JPH06222937A

JPH06222937A - Automatic fault recovering system in network managing system

Info

Publication number: JPH06222937A
Application number: JP5025973A
Authority: JP
Inventors: Chisato Ohira; 千里大平
Original assignee: NEC Corp
Current assignee: NEC Corp
Priority date: 1993-01-22
Filing date: 1993-01-22
Publication date: 1994-08-12
Anticipated expiration: 2010-06-07
Also published as: JPH0754474B2

Abstract

PURPOSE:To save labor for fault recovery and to perform speedy fault recovery in a network managing system. CONSTITUTION:When any fault is generated at a managing object 4 in a network managing system 1, an agent 3 receives managing object information corresponding to that managing object 4 and the kind of error corresponding to the kind of the fault from the managing object 4 and retrieves a data base 5 with those data as keys. First of all, a recoverying method provided with the highest priority and a limitation for the number of times of retry are provided and by that recoverying method, the recoverying method is repeatedly tried until the fault recovery is made successful or the limitation for the number of times of retry is exceeded. When the number of times of retry for fault recovery exceeds the limitation for the number of times of retry, the retrieval of the data base 5 and the try of fault recovery based on the result are performed until the recoverying method of non-retrieval concerning the same managing object information and the error kind is eliminated.

Description

Detailed Description of the Invention

【０００１】[0001]

【産業上の利用分野】本発明は、ネットワーク管理シス
テムにおける障害自動復旧方式に関し、特にデータベー
スを利用した障害自動復旧方式に関するものである。BACKGROUND OF THE INVENTION 1. Field of the Invention The present invention relates to a failure automatic recovery method in a network management system, and more particularly to a failure automatic recovery method using a database.

【０００２】[0002]

【従来の技術】マネージャとエージェントによってモデ
ル化され、マネージャが複数のエージェントに対して管
理操作の発行および通知の受信を行い、エージェントが
複数の管理対象に対して管理操作の発行および通知の受
信を行うネットワーク管理システムにおいて、管理対象
からエージェントに対して障害発生の通知があり、管理
対象に対して障害復旧を行う場合、従来、管理対象に対
して人が直接障害復旧を行うか、またはエージェントで
あらかじめ定められた単一の方法によって自動的に障害
復旧を行っている。Modeled by a manager and an agent, the manager issues management operations to multiple agents and receives notifications, and the agent issues management operations to multiple management targets and receives notifications. In the network management system to perform, when the management target notifies the agent of failure occurrence, and when performing failure recovery for the management target, conventionally, a person directly performs failure recovery for the management target or Failure recovery is automatically performed by a single predetermined method.

【０００３】[0003]

【発明が解決しようとする課題】この従来の技術では、
一種類の障害復旧方法によって確実に障害が復旧される
ことを前提としている。すなわち、ある障害復旧方法を
試行したにもかかわらず失敗した場合、自動的に他の障
害復旧方法を試行する、という方法をとることができな
い。したがって、障害復旧に人手の介入が多くなり、迅
速な障害復旧を妨げる、という課題がある。SUMMARY OF THE INVENTION In this conventional technique,
It is premised that the failure is reliably recovered by one kind of failure recovery method. That is, it is impossible to automatically try another failure recovery method when a failure recovery method fails despite the attempt.

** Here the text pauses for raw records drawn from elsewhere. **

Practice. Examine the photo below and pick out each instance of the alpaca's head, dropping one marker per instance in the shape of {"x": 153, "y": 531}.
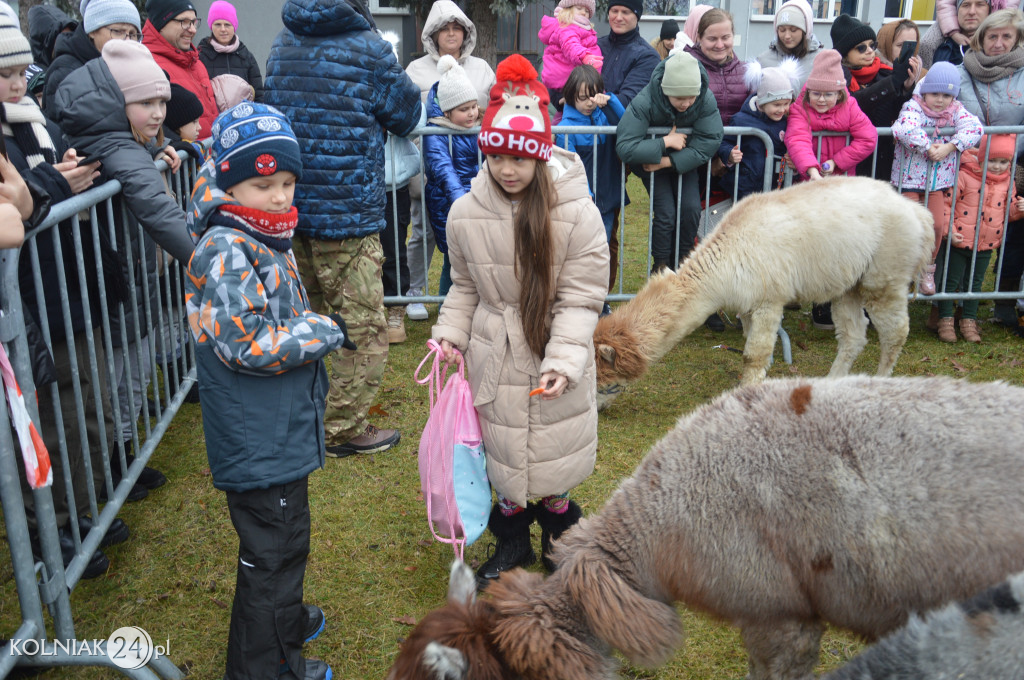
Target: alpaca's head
{"x": 516, "y": 632}
{"x": 617, "y": 351}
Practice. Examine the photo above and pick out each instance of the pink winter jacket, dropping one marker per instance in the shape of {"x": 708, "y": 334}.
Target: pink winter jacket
{"x": 993, "y": 206}
{"x": 945, "y": 12}
{"x": 566, "y": 47}
{"x": 846, "y": 117}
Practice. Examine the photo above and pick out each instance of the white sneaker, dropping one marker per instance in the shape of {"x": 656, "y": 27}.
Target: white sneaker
{"x": 416, "y": 310}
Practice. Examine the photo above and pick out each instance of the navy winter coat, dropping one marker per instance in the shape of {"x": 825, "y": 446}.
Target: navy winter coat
{"x": 752, "y": 168}
{"x": 629, "y": 62}
{"x": 451, "y": 164}
{"x": 342, "y": 87}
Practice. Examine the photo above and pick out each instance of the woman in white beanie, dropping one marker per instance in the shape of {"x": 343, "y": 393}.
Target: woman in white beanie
{"x": 101, "y": 20}
{"x": 794, "y": 38}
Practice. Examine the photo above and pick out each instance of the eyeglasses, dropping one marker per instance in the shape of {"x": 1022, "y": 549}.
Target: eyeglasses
{"x": 120, "y": 34}
{"x": 188, "y": 23}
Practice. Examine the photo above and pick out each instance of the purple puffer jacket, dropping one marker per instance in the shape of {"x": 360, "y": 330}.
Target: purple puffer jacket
{"x": 726, "y": 81}
{"x": 566, "y": 46}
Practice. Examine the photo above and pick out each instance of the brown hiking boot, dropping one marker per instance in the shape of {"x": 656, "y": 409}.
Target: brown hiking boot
{"x": 969, "y": 329}
{"x": 947, "y": 332}
{"x": 371, "y": 441}
{"x": 395, "y": 325}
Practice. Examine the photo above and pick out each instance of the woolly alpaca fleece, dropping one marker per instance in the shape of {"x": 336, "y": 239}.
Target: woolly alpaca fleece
{"x": 862, "y": 253}
{"x": 982, "y": 637}
{"x": 778, "y": 507}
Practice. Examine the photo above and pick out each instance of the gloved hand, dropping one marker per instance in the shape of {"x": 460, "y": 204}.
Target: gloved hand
{"x": 336, "y": 317}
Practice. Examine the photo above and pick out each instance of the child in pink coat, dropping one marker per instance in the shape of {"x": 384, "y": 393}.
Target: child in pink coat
{"x": 825, "y": 105}
{"x": 570, "y": 40}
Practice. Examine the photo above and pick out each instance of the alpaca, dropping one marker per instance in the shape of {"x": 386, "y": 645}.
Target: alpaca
{"x": 778, "y": 507}
{"x": 982, "y": 637}
{"x": 851, "y": 241}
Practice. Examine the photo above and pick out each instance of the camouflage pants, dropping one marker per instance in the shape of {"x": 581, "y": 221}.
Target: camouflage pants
{"x": 345, "y": 277}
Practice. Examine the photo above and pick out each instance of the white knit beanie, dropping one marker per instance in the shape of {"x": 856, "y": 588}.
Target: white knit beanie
{"x": 454, "y": 88}
{"x": 136, "y": 74}
{"x": 14, "y": 48}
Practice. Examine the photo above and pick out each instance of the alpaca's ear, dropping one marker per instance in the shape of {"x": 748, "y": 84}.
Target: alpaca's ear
{"x": 647, "y": 631}
{"x": 444, "y": 663}
{"x": 607, "y": 352}
{"x": 462, "y": 584}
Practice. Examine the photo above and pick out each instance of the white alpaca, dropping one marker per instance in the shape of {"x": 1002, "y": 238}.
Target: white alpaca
{"x": 851, "y": 241}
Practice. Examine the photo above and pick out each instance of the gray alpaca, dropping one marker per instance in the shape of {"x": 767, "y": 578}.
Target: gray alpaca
{"x": 980, "y": 638}
{"x": 779, "y": 507}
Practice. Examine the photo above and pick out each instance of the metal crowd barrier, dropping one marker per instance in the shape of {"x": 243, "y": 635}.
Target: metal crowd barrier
{"x": 147, "y": 336}
{"x": 713, "y": 213}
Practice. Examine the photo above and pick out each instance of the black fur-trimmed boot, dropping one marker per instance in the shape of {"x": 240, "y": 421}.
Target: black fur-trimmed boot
{"x": 512, "y": 547}
{"x": 553, "y": 524}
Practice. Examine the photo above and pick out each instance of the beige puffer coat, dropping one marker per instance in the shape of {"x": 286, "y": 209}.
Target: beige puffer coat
{"x": 535, "y": 448}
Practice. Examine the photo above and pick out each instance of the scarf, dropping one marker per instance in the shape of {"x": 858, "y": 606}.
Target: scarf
{"x": 942, "y": 119}
{"x": 225, "y": 49}
{"x": 25, "y": 122}
{"x": 865, "y": 75}
{"x": 270, "y": 229}
{"x": 990, "y": 69}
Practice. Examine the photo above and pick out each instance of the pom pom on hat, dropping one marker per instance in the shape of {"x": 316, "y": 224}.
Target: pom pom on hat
{"x": 253, "y": 139}
{"x": 682, "y": 76}
{"x": 826, "y": 73}
{"x": 942, "y": 78}
{"x": 136, "y": 74}
{"x": 103, "y": 12}
{"x": 516, "y": 122}
{"x": 454, "y": 87}
{"x": 586, "y": 4}
{"x": 14, "y": 47}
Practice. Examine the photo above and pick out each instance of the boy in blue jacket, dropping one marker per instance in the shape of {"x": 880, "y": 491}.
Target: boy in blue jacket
{"x": 451, "y": 161}
{"x": 588, "y": 103}
{"x": 767, "y": 111}
{"x": 259, "y": 351}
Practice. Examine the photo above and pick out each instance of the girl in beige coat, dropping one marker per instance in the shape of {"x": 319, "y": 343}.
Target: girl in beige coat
{"x": 529, "y": 273}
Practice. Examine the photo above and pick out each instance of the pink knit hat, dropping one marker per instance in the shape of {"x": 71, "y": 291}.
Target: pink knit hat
{"x": 136, "y": 74}
{"x": 221, "y": 10}
{"x": 826, "y": 73}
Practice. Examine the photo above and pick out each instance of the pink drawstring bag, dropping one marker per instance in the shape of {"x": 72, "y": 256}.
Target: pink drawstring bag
{"x": 453, "y": 467}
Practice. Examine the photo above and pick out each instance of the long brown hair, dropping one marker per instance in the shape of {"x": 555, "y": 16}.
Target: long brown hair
{"x": 531, "y": 232}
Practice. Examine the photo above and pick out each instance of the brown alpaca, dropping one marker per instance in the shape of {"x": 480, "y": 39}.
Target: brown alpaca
{"x": 778, "y": 507}
{"x": 851, "y": 241}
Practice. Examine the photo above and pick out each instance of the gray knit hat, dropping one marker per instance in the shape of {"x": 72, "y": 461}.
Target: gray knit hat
{"x": 103, "y": 12}
{"x": 14, "y": 47}
{"x": 682, "y": 76}
{"x": 454, "y": 88}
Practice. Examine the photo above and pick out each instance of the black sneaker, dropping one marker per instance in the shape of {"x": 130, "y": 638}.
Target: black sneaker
{"x": 821, "y": 316}
{"x": 315, "y": 623}
{"x": 118, "y": 533}
{"x": 715, "y": 323}
{"x": 371, "y": 441}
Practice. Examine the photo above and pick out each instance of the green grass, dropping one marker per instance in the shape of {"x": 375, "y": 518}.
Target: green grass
{"x": 374, "y": 565}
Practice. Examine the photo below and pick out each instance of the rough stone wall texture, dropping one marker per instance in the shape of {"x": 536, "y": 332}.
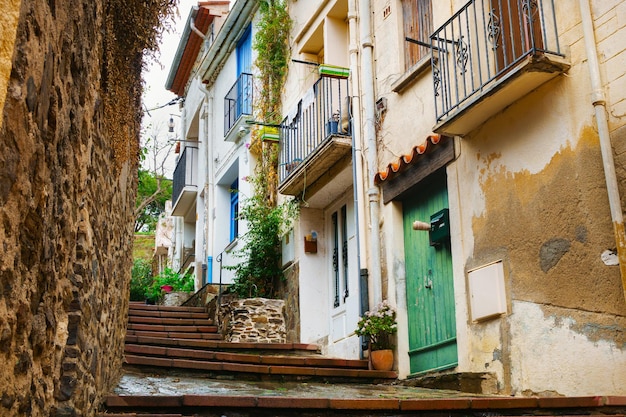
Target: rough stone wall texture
{"x": 66, "y": 255}
{"x": 256, "y": 320}
{"x": 8, "y": 26}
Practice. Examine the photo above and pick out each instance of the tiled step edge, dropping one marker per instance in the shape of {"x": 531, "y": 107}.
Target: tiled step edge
{"x": 255, "y": 359}
{"x": 221, "y": 367}
{"x": 223, "y": 345}
{"x": 141, "y": 306}
{"x": 168, "y": 314}
{"x": 175, "y": 335}
{"x": 587, "y": 406}
{"x": 168, "y": 321}
{"x": 172, "y": 328}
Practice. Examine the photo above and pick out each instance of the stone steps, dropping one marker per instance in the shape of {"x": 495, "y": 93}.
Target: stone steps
{"x": 175, "y": 335}
{"x": 183, "y": 343}
{"x": 335, "y": 405}
{"x": 168, "y": 321}
{"x": 181, "y": 328}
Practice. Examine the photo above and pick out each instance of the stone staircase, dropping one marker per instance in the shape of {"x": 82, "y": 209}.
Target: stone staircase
{"x": 195, "y": 373}
{"x": 185, "y": 338}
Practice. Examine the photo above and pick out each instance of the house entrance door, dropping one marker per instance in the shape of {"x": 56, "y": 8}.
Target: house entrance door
{"x": 429, "y": 283}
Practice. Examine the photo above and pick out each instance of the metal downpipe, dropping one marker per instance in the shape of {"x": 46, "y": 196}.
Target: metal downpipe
{"x": 599, "y": 104}
{"x": 369, "y": 133}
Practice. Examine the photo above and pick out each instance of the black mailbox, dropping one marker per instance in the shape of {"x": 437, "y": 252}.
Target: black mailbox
{"x": 439, "y": 227}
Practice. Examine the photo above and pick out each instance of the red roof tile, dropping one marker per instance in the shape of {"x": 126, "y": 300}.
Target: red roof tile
{"x": 398, "y": 166}
{"x": 203, "y": 19}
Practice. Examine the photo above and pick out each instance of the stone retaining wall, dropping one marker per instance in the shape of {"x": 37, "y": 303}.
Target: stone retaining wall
{"x": 255, "y": 320}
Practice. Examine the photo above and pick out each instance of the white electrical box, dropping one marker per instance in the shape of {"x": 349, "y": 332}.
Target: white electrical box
{"x": 487, "y": 291}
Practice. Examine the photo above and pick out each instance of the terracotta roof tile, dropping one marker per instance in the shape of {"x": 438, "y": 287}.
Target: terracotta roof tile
{"x": 398, "y": 166}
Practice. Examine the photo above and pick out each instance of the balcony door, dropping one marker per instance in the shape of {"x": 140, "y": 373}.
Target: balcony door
{"x": 244, "y": 66}
{"x": 343, "y": 276}
{"x": 515, "y": 30}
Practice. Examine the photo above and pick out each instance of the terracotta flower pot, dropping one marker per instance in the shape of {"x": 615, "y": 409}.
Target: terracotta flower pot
{"x": 382, "y": 360}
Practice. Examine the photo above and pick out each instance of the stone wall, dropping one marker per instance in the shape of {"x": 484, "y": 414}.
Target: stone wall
{"x": 255, "y": 320}
{"x": 66, "y": 205}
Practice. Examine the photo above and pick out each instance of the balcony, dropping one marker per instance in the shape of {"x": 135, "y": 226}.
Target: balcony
{"x": 237, "y": 107}
{"x": 315, "y": 136}
{"x": 490, "y": 54}
{"x": 185, "y": 186}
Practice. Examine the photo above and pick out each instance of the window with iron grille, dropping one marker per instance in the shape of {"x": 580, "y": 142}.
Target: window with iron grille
{"x": 418, "y": 25}
{"x": 234, "y": 210}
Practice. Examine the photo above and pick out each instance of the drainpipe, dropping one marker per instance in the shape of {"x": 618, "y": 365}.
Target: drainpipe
{"x": 192, "y": 24}
{"x": 357, "y": 156}
{"x": 369, "y": 135}
{"x": 599, "y": 103}
{"x": 208, "y": 176}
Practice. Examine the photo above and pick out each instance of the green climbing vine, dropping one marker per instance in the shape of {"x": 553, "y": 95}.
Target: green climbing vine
{"x": 267, "y": 220}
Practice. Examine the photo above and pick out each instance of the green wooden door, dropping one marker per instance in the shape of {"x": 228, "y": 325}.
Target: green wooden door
{"x": 429, "y": 284}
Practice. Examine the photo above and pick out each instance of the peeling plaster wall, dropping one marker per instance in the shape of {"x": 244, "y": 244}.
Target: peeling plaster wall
{"x": 527, "y": 188}
{"x": 532, "y": 193}
{"x": 564, "y": 351}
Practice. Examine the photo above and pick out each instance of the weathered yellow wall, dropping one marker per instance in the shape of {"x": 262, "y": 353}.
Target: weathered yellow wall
{"x": 8, "y": 27}
{"x": 527, "y": 188}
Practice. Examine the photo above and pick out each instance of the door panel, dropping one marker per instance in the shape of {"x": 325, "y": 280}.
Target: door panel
{"x": 429, "y": 284}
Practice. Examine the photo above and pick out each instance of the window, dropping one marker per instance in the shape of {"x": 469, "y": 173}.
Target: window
{"x": 234, "y": 210}
{"x": 340, "y": 255}
{"x": 418, "y": 25}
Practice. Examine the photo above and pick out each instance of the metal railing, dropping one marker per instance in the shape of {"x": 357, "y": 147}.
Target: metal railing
{"x": 482, "y": 42}
{"x": 324, "y": 111}
{"x": 185, "y": 171}
{"x": 238, "y": 101}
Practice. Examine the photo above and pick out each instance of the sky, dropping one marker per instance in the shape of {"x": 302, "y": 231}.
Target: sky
{"x": 155, "y": 77}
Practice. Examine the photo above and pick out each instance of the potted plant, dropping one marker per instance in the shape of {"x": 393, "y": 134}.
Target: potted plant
{"x": 379, "y": 324}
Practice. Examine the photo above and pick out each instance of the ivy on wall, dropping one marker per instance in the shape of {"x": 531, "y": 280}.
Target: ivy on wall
{"x": 266, "y": 220}
{"x": 133, "y": 29}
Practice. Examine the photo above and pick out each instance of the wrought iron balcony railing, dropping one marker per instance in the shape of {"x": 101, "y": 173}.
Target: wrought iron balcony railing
{"x": 238, "y": 101}
{"x": 322, "y": 113}
{"x": 483, "y": 42}
{"x": 185, "y": 172}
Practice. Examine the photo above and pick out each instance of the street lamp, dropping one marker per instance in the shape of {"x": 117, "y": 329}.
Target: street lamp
{"x": 171, "y": 123}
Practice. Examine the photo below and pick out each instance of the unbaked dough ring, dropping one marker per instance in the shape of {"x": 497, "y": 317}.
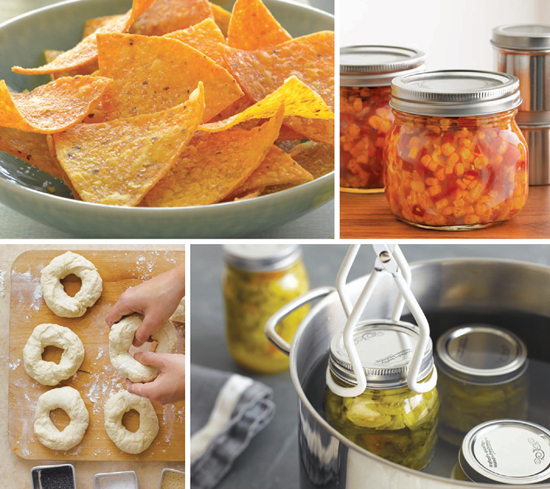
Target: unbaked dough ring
{"x": 129, "y": 442}
{"x": 50, "y": 373}
{"x": 120, "y": 341}
{"x": 54, "y": 294}
{"x": 70, "y": 401}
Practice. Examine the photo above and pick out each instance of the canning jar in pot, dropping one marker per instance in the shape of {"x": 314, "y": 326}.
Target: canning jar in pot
{"x": 366, "y": 73}
{"x": 388, "y": 418}
{"x": 455, "y": 157}
{"x": 482, "y": 376}
{"x": 505, "y": 451}
{"x": 258, "y": 281}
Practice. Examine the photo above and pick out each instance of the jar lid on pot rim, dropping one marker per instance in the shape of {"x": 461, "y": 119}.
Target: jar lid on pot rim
{"x": 522, "y": 37}
{"x": 262, "y": 258}
{"x": 506, "y": 451}
{"x": 455, "y": 93}
{"x": 481, "y": 354}
{"x": 386, "y": 349}
{"x": 371, "y": 66}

Therefore, there is a problem that a large amount of manual intervention is required for disaster recovery, which hinders quick disaster recovery.

【０００４】[0004]

【課題を解決するための手段】本発明は、障害復旧の省
力化および迅速な障害復旧のため、データベースにある
複数の障害復旧方法を、実際に障害が復旧されるまで、
自動的に繰り返し試行する。SUMMARY OF THE INVENTION The present invention provides a plurality of failure recovery methods in a database for labor saving and quick failure recovery until failure is actually recovered.
Automatically repeats.

【０００５】本発明による、ネットワーク管理における
障害自動復旧方式は、一定のアルゴリズムに従ってデー
タベースを利用し、障害発生時の復旧をエージェントに
任せることによって、障害復旧の省力化、及び迅速な復
旧が行われる。The automatic failure recovery system in network management according to the present invention uses a database according to a certain algorithm and leaves the recovery when an error occurs to an agent, thereby saving labor in failure recovery and speedy recovery. .

【０００６】[0006]

【実施例】次に、本発明について図面を参照して説明す
る。DESCRIPTION OF THE PREFERRED EMBODIMENTS Next, the present invention will be described with reference to the drawings.

【０００７】図１（ａ）は、ネットワーク管理システム
１の構成を示す説明図である。ネットワーク管理システ
ム１は１個のマネージャ２および複数のエージェント
３、管理対象４、データベース５から構成される。FIG. 1A is an explanatory diagram showing the configuration of the network management system 1. The network management system 1 is composed of one manager 2, a plurality of agents 3, a management target 4 and a database 5.

【０００８】マネージャ２は配下のエージェント３に対
して管理操作の発行および通知の受信を行い、エージェ
ント３は配下の管理対象４に対して管理操作の発行およ
び通知の受信を行う。また、各エージェント３は配下の
データベース５を検索することができる。The manager 2 issues a management operation to the subordinate agent 3 and receives the notification, and the agent 3 issues a management operation to the subordinate management target 4 and receives the notification. Also, each agent 3 can search the database 5 under it.

【０００９】また、図１（ｂ）は、本発明の主要な部分
のみの手段を説明するための図である。FIG. 1B is a diagram for explaining the means of only the main part of the present invention.

【００１０】図２は、データベース５が持つ情報を示す
説明図である。データベース５内には、以下の障害復旧
に関する情報が格納されている。FIG. 2 is an explanatory diagram showing information held by the database 5. The database 5 stores the following information regarding failure recovery.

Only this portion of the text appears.